Arrivée : 8h15. Charles enfile sa combinaison bleue, elle commence à être usée. Voilà 2 semaines qu’il a demandé à ce qu’on la change. Son boulot n’est pas passionnant, mais il n’a trouvé que ça vu sa situation. Il réceptionne des pièces de moteurs qu’il amène aux OS, puis remballe les pièces réparées pour les remettre dans des camions. La journée passe vite, les colis s’enchaînent, il faut tenir la cadence, dur depuis la dernière série de licenciements. La pause de midi est plus que la bienvenue, puis c’est reparti jusqu’à 17h30. Pas le temps de penser, le travail devient mécanique. On parle très peu en dehors du repas, les collègues ne sont pas méchants, mais l’énergie et la joie de vivre manquent. Il y a bien Momo, un jeune très actif, qui a manqué une carrière de footballeur d’après lui. Un vrai moulin à parole, mais il est bien seul dans le cas, au point que beaucoup considère qu’il a une case en moins.

Le retour rejoue le bal du matin, la fatigue en plus. Reste le soulagement de pouvoir retrouver son foyer, sa famille. Charles n’attend que ça depuis qu’il a mis le nez dehors. De nouveau, la procession se met en marche, plus nombreuse qu’à l’aller. Les marches défilent, les visages se ferment, les yeux regardent les pieds de leurs propriétaires quand ils ne se perdent pas dans les écrans des téléphones ou les pages des romans à l’eau de rose. À la sortie, la file glauque reste immobile dans l’escalator, valide mécaniquement son pass Navigo, comme pour pointer son retour. Le trajet du bus semblent encore plus long…

Plus que quelques mètres, Charles avance d’un pas assuré, la fatigue est lourde sur les épaules, mais déjà un sourire marque son visage. Il se voit déjà embrasser son fils, prendre sa femme dans ses bras, leur raconter sa journée, écouter la leur. Il cherche déjà ce moment devant ces cahiers d’écolier, à tenter d’expliquer à Juan ce que lui n’a jamais eu la chance de faire. Il sent déjà ses lèvres toucher la chaleur de celles d’Olivia. Il est comme submergé par une vague d’amour qui donne tant de couleur à cette société froide et mécanique. Ici, il est heureux.

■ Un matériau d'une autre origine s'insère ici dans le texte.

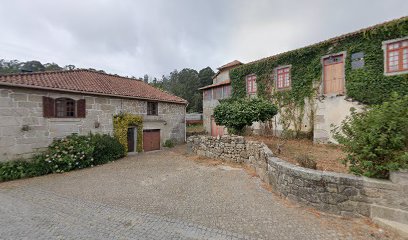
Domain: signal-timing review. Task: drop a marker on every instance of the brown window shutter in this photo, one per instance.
(81, 108)
(48, 107)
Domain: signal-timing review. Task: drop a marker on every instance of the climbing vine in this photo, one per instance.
(367, 85)
(121, 122)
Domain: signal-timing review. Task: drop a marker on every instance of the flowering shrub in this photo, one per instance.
(70, 153)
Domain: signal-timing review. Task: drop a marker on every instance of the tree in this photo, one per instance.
(376, 140)
(205, 76)
(236, 114)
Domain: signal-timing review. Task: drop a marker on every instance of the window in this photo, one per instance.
(218, 93)
(65, 107)
(283, 77)
(208, 94)
(251, 84)
(396, 56)
(152, 108)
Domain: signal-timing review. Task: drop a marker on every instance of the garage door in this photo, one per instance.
(151, 140)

Seulement, ce jour-là, 3 hommes l’attendent à la porte, près d’une voiture. Charles sait déjà, mais il est trop tard. Son cœur s’emballe, pendant une seconde c’est la panique. Il savait que tout pouvait s’écrouler du jour au lendemain mais on est jamais assez préparé à ce genre de chose. La seconde d’après, la résignation prend le pas. Toute une vie défile dans la tête, ces nuits passées à la préfectures pour rien, cet imbroglio administratif pour un papier, puis un autre. Charles voit s’éloigner son rêve à mesure qu’un des agents avance, lui demandant ses papiers. Ses genoux touchent le sol, il ne les avait pas senti défaillir. La porte vers l’enfer est ouverte, le malien ne dormira pas chez lui ce soir. Dans quelques jours, il sera à plusieurs milliers de kilomètres comme plus de 20 000 étrangers par an.